Auditions are like pitches where the pitching ideas you’re selling is you. As a final example of Jason Mantzoukas’s fearless approach to pitching, this is an account of his experience auditioning for a major role in the 2012 Sacha Baron Cohen movie, The Dictator, which he eventually won.

“In most auditions, you’re just given lines and you’re on tape. Maybe you’re lucky enough to have the people there. But this was a case where they purposefully wanted me to improvise, which I was very happy to do,” he says. “It was with Sacha, and that was intimidating because when I started doing comedy, people would get, like, VHS tapes of the British Ali G Show or his early stuff, and we were just blown away by it. So the idea that I would go in and just audition with him was super intimidating. I knew some of the major people involved, but Sacha was the only real wild card to me. The part was written very passive, which is tough to do much with in that environment. And I knew from talking with those guys that they wanted a strong improviser in the role, so I kind of figured I would show that I was a strong improviser, at the very least. And so I made a choice to make the character much more active and less passive.”

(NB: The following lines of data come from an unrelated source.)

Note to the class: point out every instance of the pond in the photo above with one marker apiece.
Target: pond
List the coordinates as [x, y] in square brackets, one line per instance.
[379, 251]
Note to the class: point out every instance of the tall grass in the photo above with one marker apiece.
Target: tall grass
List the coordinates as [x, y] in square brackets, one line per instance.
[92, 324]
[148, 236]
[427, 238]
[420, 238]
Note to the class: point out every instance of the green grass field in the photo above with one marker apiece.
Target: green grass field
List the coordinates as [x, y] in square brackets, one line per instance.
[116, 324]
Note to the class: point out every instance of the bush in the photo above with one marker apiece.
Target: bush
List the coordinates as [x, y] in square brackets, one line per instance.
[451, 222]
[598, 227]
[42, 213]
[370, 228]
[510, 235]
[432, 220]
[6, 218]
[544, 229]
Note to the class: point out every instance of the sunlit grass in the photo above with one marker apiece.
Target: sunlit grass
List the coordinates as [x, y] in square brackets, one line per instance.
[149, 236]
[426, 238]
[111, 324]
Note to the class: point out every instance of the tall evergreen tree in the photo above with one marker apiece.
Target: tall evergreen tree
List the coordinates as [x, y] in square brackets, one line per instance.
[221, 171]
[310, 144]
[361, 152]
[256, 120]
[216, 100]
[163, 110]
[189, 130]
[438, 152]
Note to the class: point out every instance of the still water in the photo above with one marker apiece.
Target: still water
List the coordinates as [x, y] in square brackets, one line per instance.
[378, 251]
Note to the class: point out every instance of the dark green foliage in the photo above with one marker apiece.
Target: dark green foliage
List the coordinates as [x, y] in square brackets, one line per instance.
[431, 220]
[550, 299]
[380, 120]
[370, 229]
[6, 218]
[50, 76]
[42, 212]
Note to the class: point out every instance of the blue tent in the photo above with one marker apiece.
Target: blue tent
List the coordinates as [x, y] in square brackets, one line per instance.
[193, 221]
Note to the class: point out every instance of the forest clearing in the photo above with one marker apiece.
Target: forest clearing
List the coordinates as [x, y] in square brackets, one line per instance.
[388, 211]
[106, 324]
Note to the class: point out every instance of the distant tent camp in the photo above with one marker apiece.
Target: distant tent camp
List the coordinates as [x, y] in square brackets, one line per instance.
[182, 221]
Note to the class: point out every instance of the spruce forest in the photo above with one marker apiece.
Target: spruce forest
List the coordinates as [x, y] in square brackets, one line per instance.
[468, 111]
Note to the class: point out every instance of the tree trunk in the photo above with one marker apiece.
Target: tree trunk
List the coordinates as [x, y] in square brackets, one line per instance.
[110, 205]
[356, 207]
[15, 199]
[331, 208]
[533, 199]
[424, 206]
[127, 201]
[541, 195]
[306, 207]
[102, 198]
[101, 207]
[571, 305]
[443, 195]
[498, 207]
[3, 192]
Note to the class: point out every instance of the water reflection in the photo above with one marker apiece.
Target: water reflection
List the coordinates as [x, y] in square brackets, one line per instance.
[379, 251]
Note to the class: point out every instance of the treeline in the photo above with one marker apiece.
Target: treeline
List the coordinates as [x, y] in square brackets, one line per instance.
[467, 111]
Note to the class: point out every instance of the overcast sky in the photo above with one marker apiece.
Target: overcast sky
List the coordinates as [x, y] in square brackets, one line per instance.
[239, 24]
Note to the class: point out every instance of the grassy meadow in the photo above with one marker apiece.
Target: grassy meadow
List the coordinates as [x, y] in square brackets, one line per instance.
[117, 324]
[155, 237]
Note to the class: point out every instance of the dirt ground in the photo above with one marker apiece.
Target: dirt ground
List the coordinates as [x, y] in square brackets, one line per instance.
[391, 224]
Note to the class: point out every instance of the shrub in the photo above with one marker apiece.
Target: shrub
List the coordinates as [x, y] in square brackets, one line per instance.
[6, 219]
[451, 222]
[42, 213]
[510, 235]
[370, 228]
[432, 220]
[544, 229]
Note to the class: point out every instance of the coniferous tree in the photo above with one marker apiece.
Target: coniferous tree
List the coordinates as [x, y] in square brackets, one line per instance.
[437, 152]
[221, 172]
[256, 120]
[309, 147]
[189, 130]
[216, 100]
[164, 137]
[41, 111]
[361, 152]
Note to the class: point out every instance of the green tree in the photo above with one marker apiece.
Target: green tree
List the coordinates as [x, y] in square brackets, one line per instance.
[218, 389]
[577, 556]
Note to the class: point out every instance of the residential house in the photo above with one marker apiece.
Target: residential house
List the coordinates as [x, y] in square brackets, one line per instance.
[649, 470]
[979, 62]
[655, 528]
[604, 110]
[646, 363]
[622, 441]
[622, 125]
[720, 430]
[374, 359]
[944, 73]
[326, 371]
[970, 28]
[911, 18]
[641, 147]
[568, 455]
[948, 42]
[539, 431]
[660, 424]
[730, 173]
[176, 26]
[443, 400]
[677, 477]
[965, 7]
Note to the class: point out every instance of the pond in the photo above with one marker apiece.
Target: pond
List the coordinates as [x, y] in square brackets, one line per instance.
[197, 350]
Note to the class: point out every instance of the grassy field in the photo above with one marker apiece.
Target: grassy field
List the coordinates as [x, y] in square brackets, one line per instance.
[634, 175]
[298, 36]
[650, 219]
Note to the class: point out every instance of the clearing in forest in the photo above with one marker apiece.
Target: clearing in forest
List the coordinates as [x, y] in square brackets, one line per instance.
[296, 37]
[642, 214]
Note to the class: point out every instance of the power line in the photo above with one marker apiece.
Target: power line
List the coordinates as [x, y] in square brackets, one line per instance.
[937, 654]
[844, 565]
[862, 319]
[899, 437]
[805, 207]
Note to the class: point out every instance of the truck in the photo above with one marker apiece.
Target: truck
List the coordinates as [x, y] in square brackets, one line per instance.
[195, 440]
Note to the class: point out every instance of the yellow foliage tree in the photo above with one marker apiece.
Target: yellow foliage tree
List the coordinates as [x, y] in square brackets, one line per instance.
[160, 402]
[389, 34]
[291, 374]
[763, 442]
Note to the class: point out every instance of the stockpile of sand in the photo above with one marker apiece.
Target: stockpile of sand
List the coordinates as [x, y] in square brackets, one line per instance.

“I kind of ended up going at Sacha more aggressively, just to give us something to do,” Mantzoukas continues. “Just so I wasn’t taking abuse passively. And I could tell instantly that that was the right choice, because the more I pushed at him, he would come back at me twice as hard. Which was fun. And so, for like 20 minutes, we got into it, just going after each other—poking at each other, busting balls, half of it in character, half not. There’s a point in the thing where we’re both still in character but he’s criticizing the fact that I haven’t memorized the pages he’s given me. It starts to get very meta, and be about the audition itself. I felt like he enjoyed improvising with me, so at the very least when I walked out I felt like, I don’t know that I showed them the character they wanted, but I think I showed them I can hold my own improvising, which was important. It felt good.”